• çocuk mahkemelerinden sonraki en yüksek çocuk mahkemesidir. esasen çocukların işlediği, ağır ceza mahkemesinin bakmakla yükümlü olduğu davalara bakar.

    tck’ya göre 18 yaşını doldurmamış her birey çocuk sayılır. eğer eylem çocukken gerçekleştirilmiş ancak sanık çocuk değil ise yargılanacağı yer yine çocuk mahkemeleridir. fiilin işlendiği tarih esas alınır.

    çocuk mahkemesinin konusu olan suç eğer 18 yaşından büyükler için asliye ceza mahkemelerinin görevine giriyor ise yargılama çocuk mahkemelerinde yapılır.

    yargılamanın nasıl yapılacağı ssç’nin suçunun vasfına göre belirlenir.

    eğer bulunan il veya ilçede eğer çocuk ağır ceza mahkemesi yok ise , çocuk mahkemesi sıfatıyla normal ağır ceza mahkemelerinde yine yargılamasını yapar. gerekli indirim ve hükümler uygulanır.

    ilgili mahkeme sağlıklı bir karar verebilmek adına ssç’nin ifadesinin alınması için pedagog görevlendirebilir.

    mahkemenin işleyişi ağır ceza mahkemelerinden pekte farklı değildir.

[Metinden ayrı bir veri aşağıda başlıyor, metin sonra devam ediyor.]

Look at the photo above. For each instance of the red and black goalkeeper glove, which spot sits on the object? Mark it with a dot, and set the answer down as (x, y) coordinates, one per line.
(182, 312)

    ssç: (bkz: suça sürüklenen çocuk)
  • ''aklım mantığım almıyor, hiç çocuk dediğin suçlu olur mu? çocuk bu çocuk çocuk çocuk'' diye ortalarda gezinenlere kısa bir hatırlatma; cem garipoğlu münevver karabulut cinayeti sonrasında çocuk ağır ceza mahkemesince yargılanmıştı.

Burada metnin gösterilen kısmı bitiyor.